How Fast is Usain Bolt?

Jamaica’s Usain Bolt defended his gold medal in the 100 meter dash, breaking his own Olympic record. The NYT has a graphic showing how far behind previous Olympic medal performances would be:

The 2012 version of Bolt would have finished 6/10 of a meter ahead of the 2008 version. And a whopping 2.9 meters ahead of the 1988 performance of the legendary Carl Lewis—itself an Olympic record (although not the fastest 100 at Seoul; Canadian Ben Johnson’s result was invalidated for use of performance-enhancing drugs). Ralph Craig, who won gold 100 years ago, would have finished 10.8 meters behind Bolt. Alojz Sokol, who won the inaugural modern Olympiad in 1896, would have been 23.6 meters in the dust.

Granted, the running surfaces, shoes, uniforms, and such have changed over time and have contributed small differences to the improvements in performance over the years. But it’s mostly due to improvements in training and nutrition.

FILED UNDER: Quick Takes, Sports
James Joyner
About James Joyner
James Joyner is Professor and Department Head of Security Studies at Marine Corps University's Command and Staff College and a nonresident senior fellow at the Scowcroft Center for Strategy and Security at the Atlantic Council. He's a former Army officer and Desert Storm vet. Views expressed here are his own. Follow James on Twitter @DrJJoyner.

Comments

  1. Murray says:

    An other way to appreciate Bolt’s speed is that the next 4 competitors in this final did there personal best and the top five would have been ahead of Lewis in Seoul.

    And also 7 were bellow 10s, it would probably been 8 if Powell hadn’t injured himself.

  2. Dave Schuler says:

    Mr. Bolt’s feat notwithstanding, studies are suggesting that in track and field, in particular, today’s athletes are beginning to reach the limits of human capability. For example, force studies have found that there’s a remarkably large amount of potentially tapped energy available for additional sprinting speed, just not in the context of the gait used by today’s sprinters.

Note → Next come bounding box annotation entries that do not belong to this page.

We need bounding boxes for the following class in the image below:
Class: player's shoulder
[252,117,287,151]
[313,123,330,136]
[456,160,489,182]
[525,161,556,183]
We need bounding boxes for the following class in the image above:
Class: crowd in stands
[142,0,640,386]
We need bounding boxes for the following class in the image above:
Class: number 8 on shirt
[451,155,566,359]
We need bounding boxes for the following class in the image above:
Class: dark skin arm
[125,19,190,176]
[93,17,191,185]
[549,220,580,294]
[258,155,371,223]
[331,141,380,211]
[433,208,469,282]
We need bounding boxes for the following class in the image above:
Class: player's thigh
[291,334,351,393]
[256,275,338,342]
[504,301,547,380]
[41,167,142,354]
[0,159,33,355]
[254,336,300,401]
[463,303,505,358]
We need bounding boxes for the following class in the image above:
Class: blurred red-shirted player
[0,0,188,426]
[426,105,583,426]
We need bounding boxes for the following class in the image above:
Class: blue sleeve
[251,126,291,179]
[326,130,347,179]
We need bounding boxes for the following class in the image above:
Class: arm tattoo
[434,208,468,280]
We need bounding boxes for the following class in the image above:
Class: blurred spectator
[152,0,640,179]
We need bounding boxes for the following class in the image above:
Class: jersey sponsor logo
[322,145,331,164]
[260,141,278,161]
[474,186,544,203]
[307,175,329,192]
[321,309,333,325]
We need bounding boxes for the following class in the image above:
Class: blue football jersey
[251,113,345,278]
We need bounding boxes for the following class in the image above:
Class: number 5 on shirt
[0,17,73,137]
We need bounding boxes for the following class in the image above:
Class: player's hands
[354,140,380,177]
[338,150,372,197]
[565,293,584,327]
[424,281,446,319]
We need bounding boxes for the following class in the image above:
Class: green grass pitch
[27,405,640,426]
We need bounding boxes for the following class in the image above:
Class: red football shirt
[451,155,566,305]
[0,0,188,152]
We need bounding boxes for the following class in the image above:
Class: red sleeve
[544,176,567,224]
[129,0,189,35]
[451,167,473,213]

    What changes would be required? Nobody knows.

  3. Franklin says:

    Bolt’s speed is impressive. His actual top speed (not his average speed), measured during his record 100m run in 2009, is about 27.78mph according to Wikipedia. Now I’ve known of bicyclists who got speeding tickets, I wonder if they would give one to Bolt if he did that on a residential street?

    By the way, 200m times tend to have higher average speeds than 100m times due to the ‘overhead’ of reaction time and acceleration.

  4. al-Ameda says:

    These athletes are amazing, and I do wonder if we’re approaching limits.

    The 400M race is now at the point where elite athletes run four (4) 11-second 100Ms all the way around – phenomenal.

    It’s getting to the point where the 800M event is becoming a sprint. Elite runners are running 53 second quarters now.

    The 1500M now has the elite running 55 second quarters too.